Après quelques mois d’ateliers, Laurence a partagé un retour touchant sur les progrès des enfants : « C’est vraiment impressionnant de voir l’évolution des enfants dans l’atelier de peinture du centre social. Ils s’affirment, s’expriment, se concentrent et entrent en contact les uns avec les autres. Leurs tableaux ont également changé. Les signes universels que vous nous avez appris en formation se retrouvent sur la plupart des feuilles. De l’avis de l’équipe soignante, cette pratique aide les enfants aux besoins spécifiques. »

L’équipe soignante du CAMSP observe également les bénéfices de cette approche, en notant que l’atelier de peinture aide les enfants à mieux gérer leurs émotions, à développer leur attention et à créer des liens avec les autres. Cette collaboration entre Laurence, l’équipe soignante et les enfants montre bien que l’atelier fait partie d’un suivi thérapeutique global, et non d’une activité isolée.

À la fin de notre rencontre, Laurence m’a posé une question qui revient souvent : « Que dire aux parents pour leur présenter mon projet ? Et que deviendront les peintures des enfants si, malheureusement, ils doivent être orientés vers un IME (Institut Médico-Éducatif) ou une autre structure ? »
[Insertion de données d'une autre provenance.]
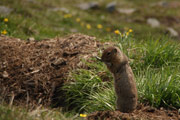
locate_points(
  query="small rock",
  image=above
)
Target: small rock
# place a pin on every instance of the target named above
(126, 10)
(5, 74)
(5, 10)
(153, 22)
(111, 6)
(172, 32)
(90, 5)
(31, 39)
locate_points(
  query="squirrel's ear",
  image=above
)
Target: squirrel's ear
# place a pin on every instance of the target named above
(115, 50)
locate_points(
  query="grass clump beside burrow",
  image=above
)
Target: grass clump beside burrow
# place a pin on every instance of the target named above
(155, 64)
(20, 113)
(81, 92)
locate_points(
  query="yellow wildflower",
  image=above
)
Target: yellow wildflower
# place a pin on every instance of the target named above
(99, 26)
(130, 30)
(67, 16)
(83, 115)
(5, 20)
(78, 19)
(4, 32)
(117, 32)
(88, 26)
(82, 23)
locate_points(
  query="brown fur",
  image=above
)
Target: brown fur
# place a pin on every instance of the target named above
(125, 86)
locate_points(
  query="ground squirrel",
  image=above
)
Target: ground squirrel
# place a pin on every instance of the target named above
(125, 86)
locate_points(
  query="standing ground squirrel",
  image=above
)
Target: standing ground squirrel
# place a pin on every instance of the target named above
(125, 86)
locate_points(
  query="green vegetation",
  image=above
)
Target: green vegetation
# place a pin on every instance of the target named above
(154, 57)
(157, 77)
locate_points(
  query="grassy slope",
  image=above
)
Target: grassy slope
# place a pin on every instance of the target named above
(155, 64)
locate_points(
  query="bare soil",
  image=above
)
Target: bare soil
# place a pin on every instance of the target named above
(31, 73)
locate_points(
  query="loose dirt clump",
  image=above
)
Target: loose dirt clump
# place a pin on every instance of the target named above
(31, 71)
(142, 113)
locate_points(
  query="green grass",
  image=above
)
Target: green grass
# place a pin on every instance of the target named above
(154, 56)
(156, 72)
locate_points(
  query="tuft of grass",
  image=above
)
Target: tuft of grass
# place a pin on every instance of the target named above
(156, 68)
(159, 88)
(160, 53)
(103, 99)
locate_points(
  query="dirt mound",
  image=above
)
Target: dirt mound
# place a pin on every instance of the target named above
(31, 71)
(142, 113)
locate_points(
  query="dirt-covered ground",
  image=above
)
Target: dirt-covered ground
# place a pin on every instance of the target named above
(32, 71)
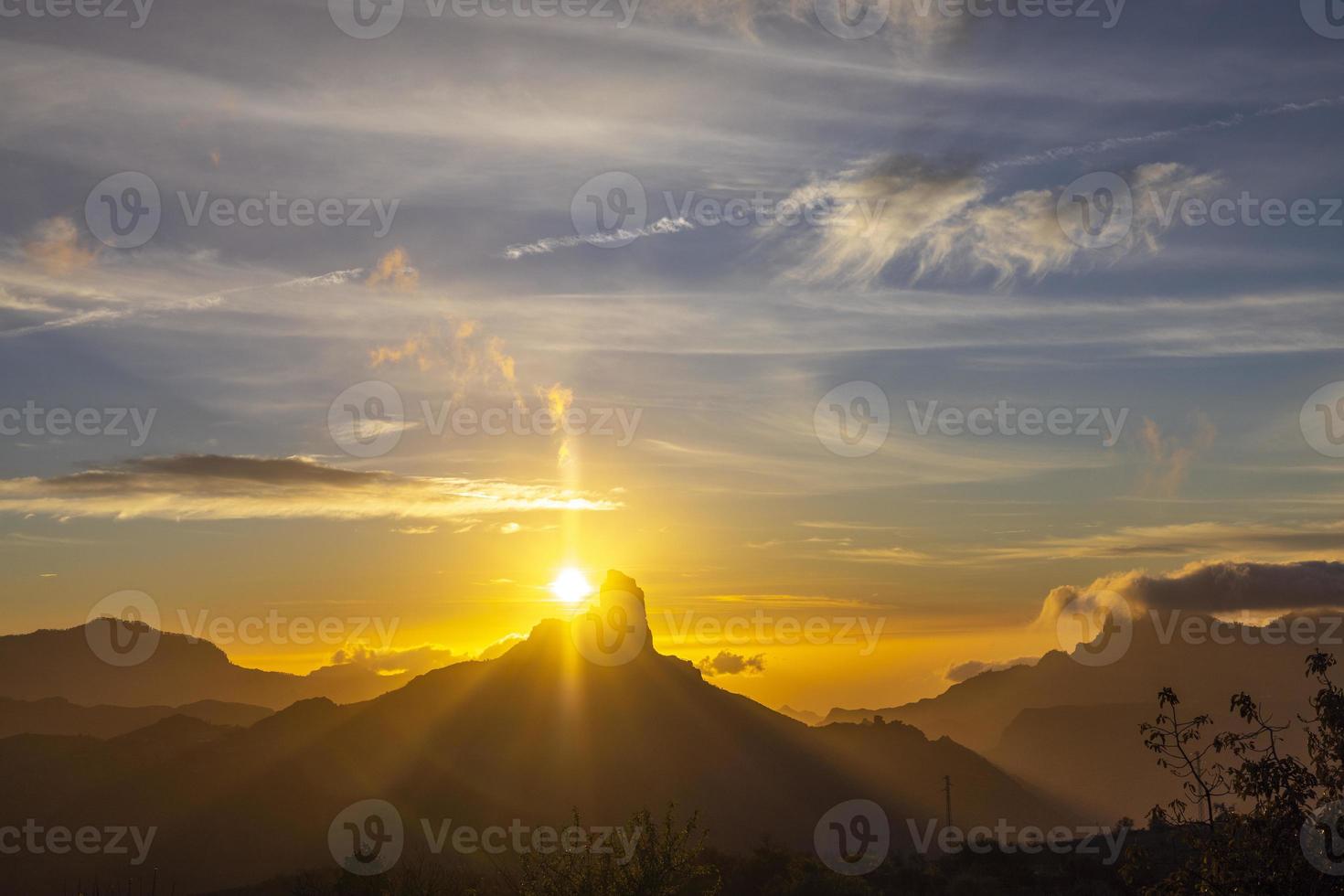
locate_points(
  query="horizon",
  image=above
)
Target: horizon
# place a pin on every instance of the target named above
(963, 379)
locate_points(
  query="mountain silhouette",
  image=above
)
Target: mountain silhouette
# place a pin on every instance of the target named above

Pour répondre à cette dernière question, il est important de rassurer les parents sur la continuité de la démarche, que ce soit au sein du CAMSP ou dans une autre structure. Les œuvres des enfants peuvent être conservées comme témoignages de leur évolution et de leur expression personnelle, permettant ainsi de suivre leur parcours créatif. Ces tableaux deviennent des marqueurs de l’évolution de l’enfant, de ses progrès, et peuvent être très précieux, même dans le cadre d’un suivi à long terme dans une autre structure. Les parents doivent comprendre que chaque tableau est une étape dans le développement de l’enfant, une manière de capturer son monde intérieur à travers la peinture, quel que soit le lieu où il se trouve ensuite.

Ainsi, l’atelier de peinture est un moment de créativité et une thérapie en soi, pour les enfants en difficulté. Il leur offre un espace d’expression et de progression, tout en leur apportant l’attention et le soutien dont ils ont besoin.